Most economic commentators ignore monetary aggregates and the negative effects on growth and investment of the constant increase in government spending. However, the reality is that we live in a world where the economic impact of new units of currency is diminishing and generating negative results in many cases.
In developed economies, anemic economic growth requires more monetary stimulus, and government spending absorbs most of the new credit, leading to weak productivity, poor growth and unproductive expenditure.
The U.S. M2 money supply rose to a record $22.02 trillion in June 2025, up from $21.94 trillion in May. Year-on-year (YoY) growth stands at 4.53%, reflecting an acceleration compared to last year’s 1.36% growth. This renewed monetary expansion is not leading to inflation because money velocity is not rising, and money supply growth is lower than the 10- and 20-year annual averages of 6.8% and 6.2%, respectively.

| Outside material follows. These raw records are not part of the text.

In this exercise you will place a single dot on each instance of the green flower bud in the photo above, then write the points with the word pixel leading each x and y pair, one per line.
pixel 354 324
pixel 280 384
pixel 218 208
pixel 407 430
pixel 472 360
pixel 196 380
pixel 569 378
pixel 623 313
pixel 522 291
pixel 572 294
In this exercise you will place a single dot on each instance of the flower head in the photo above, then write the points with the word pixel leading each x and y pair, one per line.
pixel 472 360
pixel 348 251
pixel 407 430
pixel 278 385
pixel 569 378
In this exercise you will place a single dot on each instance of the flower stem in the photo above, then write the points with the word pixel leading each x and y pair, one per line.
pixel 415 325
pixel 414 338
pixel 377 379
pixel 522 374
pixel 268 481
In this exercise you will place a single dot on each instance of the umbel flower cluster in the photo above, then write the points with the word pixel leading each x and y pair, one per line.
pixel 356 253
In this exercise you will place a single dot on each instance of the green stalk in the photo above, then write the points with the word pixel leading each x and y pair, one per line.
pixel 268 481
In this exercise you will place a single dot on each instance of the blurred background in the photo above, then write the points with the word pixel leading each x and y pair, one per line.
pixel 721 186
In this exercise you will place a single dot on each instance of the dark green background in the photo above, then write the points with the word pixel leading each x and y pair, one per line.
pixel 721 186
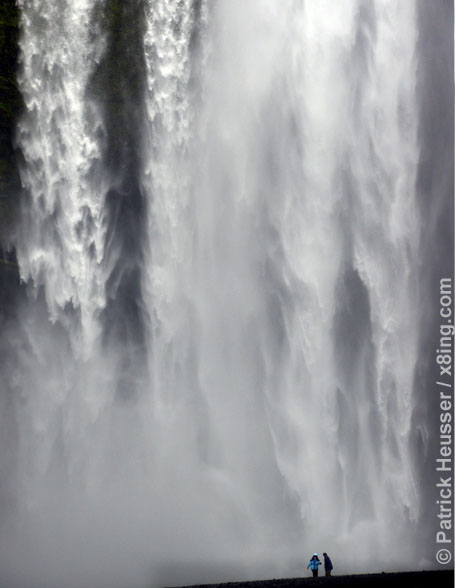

The government must understand that higher spending is not going to drive stronger growth. When a 4.5% money supply growth delivers a 2.5% real GDP estimated growth, it is showing that the economy needs more, and a 6.8% increase delivered just 2% with a $2 trillion increase of government spending between 2021 and 2024; it shows that more money only bloats government and creates persistent inflation.
In 2021, money supply growth soared to 26.6%, and economic growth was only 5.7% during a massive reopening. In 2022, money supply grew 5% and the economy barely lifted 1%. This means that money supply generated no multiplier effect on GDP between 2021 and 2024.
The trend in the United States is concerning unless the government really acts and cuts spending. The risk, if the administration does not reduce spending, is to follow the euro area and the UK into a stagnation spiral.
According to the latest Bank of England data, the UK’s M3 money supply reached £3.65 trillion in June 2025, posting a YoY growth of 3.19%. The economy is expected to grow less than 1% in 2025 and some estimates assume no growth at all. Why? Bloated government spending is crowding out credit and productive investment.
The euro area exhibits a similar pattern. As of June 2025, the M2 money supply is €15.71 trillion, an increase from €15.29 trillion a year earlier, reflecting a year-over-year growth of 2.76%. However, the five-year average M2 growth rate in the euro area is 5.94%, which has resulted in almost no real GDP growth. Furthermore, unfunded committed government liabilities mean that the money supply growth is likely to remain three times above GDP growth only to remain in stagnation.
Estimates for total global circulating money (M2 and equivalents) suggest roughly $123 trillion worldwide in 2025, to deliver the worst economic growth since the 2008 crisis. While this figure has ballooned over recent decades, YoY global money supply growth remains at around 4%, reflecting that central banks’ priority is to keep the debt bubble afloat. It is, therefore, no surprise to see that global public debt has soared recently.
Global public debt reached a record $102 trillion in 2024, up from $97 trillion in 2023, according to UNCTAD. This shows a much faster pace than pre-pandemic levels, with more than a third of countries—accounting for 80% of global GDP—now carrying higher and faster-rising debt than before COVID-19.
The reality shows that central banks are fuelling the fire of higher government debt and increasingly irresponsible fiscal policies, leading to a crowding-out of the private sector, higher taxes, persistent inflation and weak growth. The COVID-19 excuse does not work. Keynesians estimated that the response to the pandemic would drive stronger and more productive growth and what it has delivered is secular stagnation… However, persistent inflation remains a concern.
The lesson for the United States is simple. If you copy European and UK policies, you experience the same stagnation they created. The United States must cut spending faster and allow the money supply to flow to productive private investment.